Monday morning blues. I think we all know the feeling, especially now that autumn is well under way – waking up to darkness, the press of the week weighing us down, the thought that our weekend freedom is lost, an internal “to-do” list perhaps accompanied by a vague, uneasy sense of guilt that things from last week are still left undone.

Sometimes I can feel close to tears with a sense of overwhelm and lack of ability.

A couple of things have happened recently to help me and I’d like to share my learning with you.

On one such Monday morning my chiropractor suggested I should think about starting Mondays differently.  Could perhaps I start it later? Or start it more slowly?

This week when I woke up I did do things differently.  Not, I’m afraid to say, motivated by my chiropractor’s suggestion, but by my guilt about lack of exercise and too much good food!  So it was what my husband calls a “London walk” (i.e, brisk by his long legged standards) to the railway station and then a dog walk.

What changed the day for me was stopping to photograph the autumn leaves.  I even found one leaf swaying in mid-air, suspended on an invisible skein of spider’s web.  Trying to get an artful shot to publish on Instagram while admiring the colours released a real sense of peace for me.

I’ve been studying something called Compassion Focused Therapy which is a psychological approach with a Buddhist influence and what happened to me on Monday illustrated the theory beautifully.

The Compassion Focused Therapy model is of three emotional systems:

  • threat, or protecting
  • drive, or wanting
  • soothing, or connecting.

Our threat system will always dominate when it is activated.  Simply, this is what has helped us to survive.  In today’s world we need to engage our soothing system which will enable us to cope with the threats around us.

On a Monday morning the likelihood is we are fired up and ready to tackle the week’s tasks: this is our drive or wanting system.  We might also feel worried or grumpy: this is our threat system.

However, by slowing down, by relaxing through taking photographs to share with other people and petting the dog, I was enabling my soothing/connecting system to get to work and lower my threat levels.  The physical exercise also helped to ground me.

So how can you apply this to help you in your Monday morning feelings?

  1. See if you can incorporate some exercise into your morning routine.
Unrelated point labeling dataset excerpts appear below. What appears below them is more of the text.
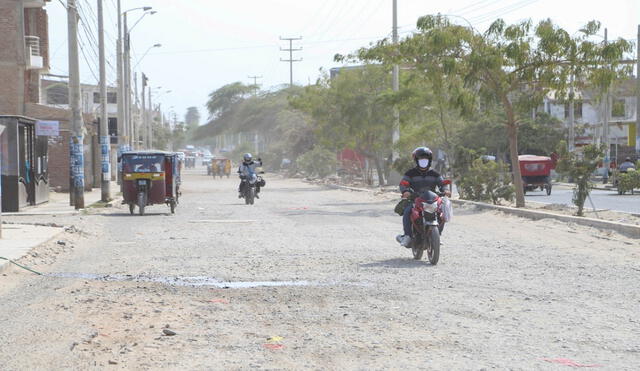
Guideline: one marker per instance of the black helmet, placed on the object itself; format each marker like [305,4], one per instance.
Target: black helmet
[422,153]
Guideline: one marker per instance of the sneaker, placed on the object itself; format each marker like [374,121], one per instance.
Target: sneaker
[403,240]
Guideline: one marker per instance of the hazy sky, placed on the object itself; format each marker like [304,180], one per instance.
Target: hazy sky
[209,43]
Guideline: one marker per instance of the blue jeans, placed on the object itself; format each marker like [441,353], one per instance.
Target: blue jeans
[406,220]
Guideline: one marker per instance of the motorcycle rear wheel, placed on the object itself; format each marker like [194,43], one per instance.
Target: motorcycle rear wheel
[433,245]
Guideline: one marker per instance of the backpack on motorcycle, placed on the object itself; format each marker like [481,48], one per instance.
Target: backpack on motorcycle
[399,209]
[447,209]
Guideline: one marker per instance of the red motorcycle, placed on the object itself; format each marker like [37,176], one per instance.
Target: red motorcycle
[428,217]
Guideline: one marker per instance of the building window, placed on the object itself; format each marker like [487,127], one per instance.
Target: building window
[617,108]
[58,94]
[111,98]
[577,110]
Could you walk or cycle some of the way to work, to school, to the shops?  Even a ten minute brisk walk could make all the difference to your day.  Threat and drive systems are very much “in our head” activities, exercise helps us to get back into our bodies and release endorphins.
  2. A few minutes of slow, calm breathing also helps to activate our parasympathetic nervous system - the soothing side of our nature – slowing our heart rate and bringing our blood pressure down.
  3. Slowing ourselves down enough to notice the small things around us, such the smell of freshly brewed coffee, the touch of a breeze on our face, the sound of the birds or the sight of clouds scudding across the sky, can help us appreciate our day whatever the agenda.
  4. Connecting with others also calms us down. It can be as simple as stroking your pet, having a chat with a fellow commuter or co-worker, or holding your child’s hand.
  5. Most of all, recognise that you are not at the mercy of your day. Whether it be a good day or a bad day is up to us.  What do we choose to focus on?  Can we choose to slow down and appreciate the small moments?  Why not try it, and see how you feel?